Yeah, if you're the kind of person who can't enjoy or appreciate something if the bulk of the characters are unlikeable, you're pretty much screwed here. Beneath Atton's cocky asshole surface lies a vicious little shit, Visas is a morbid bitch, G0T0 is insufferably smug, the Disciple a personality free zone you want to punch, Mira and Hanharr you just want to leave behind the moment you meet them...and yet they open up and grow in ways the original cast never did. And of the original cast, those that do make an appearance are far better portrayed here than in the original game. Canderous has found a sense of purpose - not just to restore his people but to also prove his worth both to himself and to the master who abandoned him. HK47 goes from a mere wisecracking hitman to something much more (particularly in the fully restored version, more on that later) and hell, even T3 has several moments of awesome while Revan is given a far more interesting and impressive backstory here that leaves them looking far greater a character than they were originally.
As for the villains, Sion is a great one (more so with a female character, admittedly). Nihilus, on the other hand, is anti-climatic yet that's the entire point of him - he's built up for the entire game as this deadly, unstoppable threat but really, he's the mirror image of the player, them but for the grace of god. Hence when he tries to kill you the way he does everything else, he can't and he's forced to use a lightsabre, which he's shit at using because he's so dependant on the Force. It comes back to what Kreia is saying all along. As for Atris, hell, you could do a thesis on her alone.
The game is littered with individual little moments that you don't give a second thought to at first but much later, it all falls into place (a favourite of mine is the anti-Czerka aliens talking about a super intelligent droid they were supposed to get that was programmed to calculate ways to help save a planet but which mysteriously never showed up - I didn't even pickup on it beyond a
"Czerka must have stolen it, so what" level but the actual pay off is immense but incredibly easy to never discover).
Ultimately, it's an introspective journey about the aftermath of war, dealing with the scars that came from it and trying to come to terms with the terrible things you've done in pursuit of victory.
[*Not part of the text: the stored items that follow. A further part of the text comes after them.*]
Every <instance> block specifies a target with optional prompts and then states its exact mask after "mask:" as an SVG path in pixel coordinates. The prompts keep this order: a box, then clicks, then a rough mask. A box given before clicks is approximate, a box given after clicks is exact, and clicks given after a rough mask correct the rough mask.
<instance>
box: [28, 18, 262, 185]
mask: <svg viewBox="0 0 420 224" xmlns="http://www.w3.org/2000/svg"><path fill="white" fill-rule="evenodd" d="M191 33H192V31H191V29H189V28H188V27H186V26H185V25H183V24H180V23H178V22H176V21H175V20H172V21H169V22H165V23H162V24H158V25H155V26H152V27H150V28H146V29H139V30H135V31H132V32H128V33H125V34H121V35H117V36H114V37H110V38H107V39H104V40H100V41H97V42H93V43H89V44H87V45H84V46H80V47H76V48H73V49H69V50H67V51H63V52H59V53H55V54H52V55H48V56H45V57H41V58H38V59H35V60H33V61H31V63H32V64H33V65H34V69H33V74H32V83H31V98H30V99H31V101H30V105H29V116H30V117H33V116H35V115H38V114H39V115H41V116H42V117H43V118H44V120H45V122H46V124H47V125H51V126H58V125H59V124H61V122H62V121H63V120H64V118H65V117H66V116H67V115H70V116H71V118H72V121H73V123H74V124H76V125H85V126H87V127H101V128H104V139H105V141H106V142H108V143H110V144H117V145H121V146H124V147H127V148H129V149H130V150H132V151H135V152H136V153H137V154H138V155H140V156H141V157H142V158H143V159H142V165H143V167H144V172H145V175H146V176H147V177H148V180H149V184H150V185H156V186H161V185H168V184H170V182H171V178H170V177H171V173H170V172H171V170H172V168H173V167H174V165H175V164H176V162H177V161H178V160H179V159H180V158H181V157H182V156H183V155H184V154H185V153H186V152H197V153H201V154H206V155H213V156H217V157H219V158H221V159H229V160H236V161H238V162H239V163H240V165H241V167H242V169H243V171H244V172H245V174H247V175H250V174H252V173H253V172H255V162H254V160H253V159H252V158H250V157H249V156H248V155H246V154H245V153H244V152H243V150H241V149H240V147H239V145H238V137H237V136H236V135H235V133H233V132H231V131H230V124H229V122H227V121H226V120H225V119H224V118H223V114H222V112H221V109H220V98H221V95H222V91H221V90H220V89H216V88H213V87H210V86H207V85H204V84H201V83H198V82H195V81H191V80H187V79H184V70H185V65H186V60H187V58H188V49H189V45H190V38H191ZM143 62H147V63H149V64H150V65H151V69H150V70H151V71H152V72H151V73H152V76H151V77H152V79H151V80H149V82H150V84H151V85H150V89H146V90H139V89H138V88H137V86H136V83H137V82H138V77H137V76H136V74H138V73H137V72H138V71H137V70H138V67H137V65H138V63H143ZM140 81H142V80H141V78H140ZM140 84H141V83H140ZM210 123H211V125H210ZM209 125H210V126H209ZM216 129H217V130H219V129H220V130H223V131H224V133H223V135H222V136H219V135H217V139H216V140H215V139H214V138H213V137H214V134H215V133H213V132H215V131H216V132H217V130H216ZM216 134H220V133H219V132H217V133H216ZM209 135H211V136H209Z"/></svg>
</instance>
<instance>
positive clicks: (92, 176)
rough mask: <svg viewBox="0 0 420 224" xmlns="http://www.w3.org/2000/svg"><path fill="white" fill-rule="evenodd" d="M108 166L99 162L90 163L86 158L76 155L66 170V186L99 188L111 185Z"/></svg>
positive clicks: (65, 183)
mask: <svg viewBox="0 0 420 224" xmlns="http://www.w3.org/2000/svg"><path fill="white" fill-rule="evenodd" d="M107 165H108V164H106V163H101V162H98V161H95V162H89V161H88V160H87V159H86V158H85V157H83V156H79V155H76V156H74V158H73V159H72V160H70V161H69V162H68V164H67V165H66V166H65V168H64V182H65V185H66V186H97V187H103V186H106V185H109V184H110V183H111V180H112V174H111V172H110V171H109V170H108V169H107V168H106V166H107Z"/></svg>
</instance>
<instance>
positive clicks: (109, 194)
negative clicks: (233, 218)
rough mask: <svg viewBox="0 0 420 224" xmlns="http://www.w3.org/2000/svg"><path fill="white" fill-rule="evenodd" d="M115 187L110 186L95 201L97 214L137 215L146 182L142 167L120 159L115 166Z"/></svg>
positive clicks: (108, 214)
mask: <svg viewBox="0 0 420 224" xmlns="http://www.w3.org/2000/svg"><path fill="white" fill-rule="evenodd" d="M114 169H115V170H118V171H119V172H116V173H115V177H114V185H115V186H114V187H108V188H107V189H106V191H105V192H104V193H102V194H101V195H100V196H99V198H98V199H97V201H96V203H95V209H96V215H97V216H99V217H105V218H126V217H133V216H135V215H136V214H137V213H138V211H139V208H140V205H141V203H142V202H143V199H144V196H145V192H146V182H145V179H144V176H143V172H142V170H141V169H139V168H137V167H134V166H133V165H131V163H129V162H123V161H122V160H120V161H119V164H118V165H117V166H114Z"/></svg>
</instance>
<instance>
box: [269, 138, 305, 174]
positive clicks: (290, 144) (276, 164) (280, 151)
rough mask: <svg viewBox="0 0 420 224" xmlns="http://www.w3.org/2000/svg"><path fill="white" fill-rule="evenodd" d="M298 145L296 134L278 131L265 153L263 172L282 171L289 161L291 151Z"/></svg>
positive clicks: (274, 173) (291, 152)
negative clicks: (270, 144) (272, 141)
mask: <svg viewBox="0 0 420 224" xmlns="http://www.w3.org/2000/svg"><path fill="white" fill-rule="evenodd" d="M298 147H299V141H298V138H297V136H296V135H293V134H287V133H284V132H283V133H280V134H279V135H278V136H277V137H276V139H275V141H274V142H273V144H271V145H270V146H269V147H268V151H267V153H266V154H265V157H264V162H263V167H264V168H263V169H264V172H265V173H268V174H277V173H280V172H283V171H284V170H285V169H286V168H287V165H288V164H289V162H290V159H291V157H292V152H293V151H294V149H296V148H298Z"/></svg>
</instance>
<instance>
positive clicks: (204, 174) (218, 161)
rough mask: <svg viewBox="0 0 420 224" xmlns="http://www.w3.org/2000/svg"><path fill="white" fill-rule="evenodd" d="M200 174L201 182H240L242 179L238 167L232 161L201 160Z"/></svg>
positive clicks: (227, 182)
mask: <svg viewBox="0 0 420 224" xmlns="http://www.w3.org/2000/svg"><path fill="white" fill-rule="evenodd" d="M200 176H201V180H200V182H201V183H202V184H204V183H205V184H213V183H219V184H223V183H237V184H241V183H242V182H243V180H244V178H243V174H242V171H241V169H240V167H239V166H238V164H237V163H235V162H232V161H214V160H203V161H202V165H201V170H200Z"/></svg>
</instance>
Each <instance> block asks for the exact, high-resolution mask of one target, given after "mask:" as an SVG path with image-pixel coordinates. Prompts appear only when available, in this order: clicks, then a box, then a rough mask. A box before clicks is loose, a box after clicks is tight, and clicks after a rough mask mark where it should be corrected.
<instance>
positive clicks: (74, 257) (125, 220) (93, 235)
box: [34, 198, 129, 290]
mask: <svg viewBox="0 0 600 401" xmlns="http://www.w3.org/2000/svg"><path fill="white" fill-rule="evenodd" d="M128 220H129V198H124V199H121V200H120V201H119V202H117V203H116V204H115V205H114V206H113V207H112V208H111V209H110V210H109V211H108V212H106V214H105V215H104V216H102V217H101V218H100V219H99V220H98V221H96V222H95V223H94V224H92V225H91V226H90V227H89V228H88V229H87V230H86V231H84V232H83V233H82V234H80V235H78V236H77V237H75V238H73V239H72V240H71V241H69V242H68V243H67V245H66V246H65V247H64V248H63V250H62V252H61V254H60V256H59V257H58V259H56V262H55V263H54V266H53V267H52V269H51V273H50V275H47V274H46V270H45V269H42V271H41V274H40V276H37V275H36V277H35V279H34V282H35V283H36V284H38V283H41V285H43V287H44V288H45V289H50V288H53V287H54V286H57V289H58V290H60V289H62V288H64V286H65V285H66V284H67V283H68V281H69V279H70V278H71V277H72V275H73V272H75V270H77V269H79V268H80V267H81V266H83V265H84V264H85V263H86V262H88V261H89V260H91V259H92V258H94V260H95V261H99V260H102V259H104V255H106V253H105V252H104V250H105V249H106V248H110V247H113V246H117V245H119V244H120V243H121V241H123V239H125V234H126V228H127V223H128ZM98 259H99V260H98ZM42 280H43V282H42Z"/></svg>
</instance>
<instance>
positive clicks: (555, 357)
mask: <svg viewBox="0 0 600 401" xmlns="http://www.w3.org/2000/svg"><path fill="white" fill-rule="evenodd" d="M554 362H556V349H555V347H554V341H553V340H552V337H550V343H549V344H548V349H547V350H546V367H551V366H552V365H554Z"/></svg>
No, it's not the usual
Star Wars fare, it instead chooses to try something different and altogether more interesting than just another high adventure tale. Flawed as it is, I applaud them for at least trying.
(and to be fair, Obsidian were royally shafted regarding development time - they were originally told they had xx months to work on the game only to have the rug pulled out from under them by Lucasarts a few months later. Gotta chase those Christmas sales, screw the actual product!)
Quote:
Originally Posted by Justin Clark 
I'm still waiting for someone, something to convince me it's worth my while to give KOTOR 2 another shot.
|
I'd suggest the single greatest thing to convince anyone of the game's merits would be the Let's Play thread in the Something Awful archives. It's about 80 pages long, covers the game from start to finish, includes acres of cut content (including the Droid Planet and HK factory sequences and the much better, almost
Casablanca-like ending), goes into obscene detail about the characters, shows things you're guaranteed to have missed and is generally a far better read than one guy's playing of a game ever, ever, EVER should be. It really is wonderful and yeah, probably better than playing the actual game off the shelf I suppose, as the writer was using a heavily patched up version which fixed a lot of most notorious bugs like Mandalore and G0T0's influence gains (or lack of).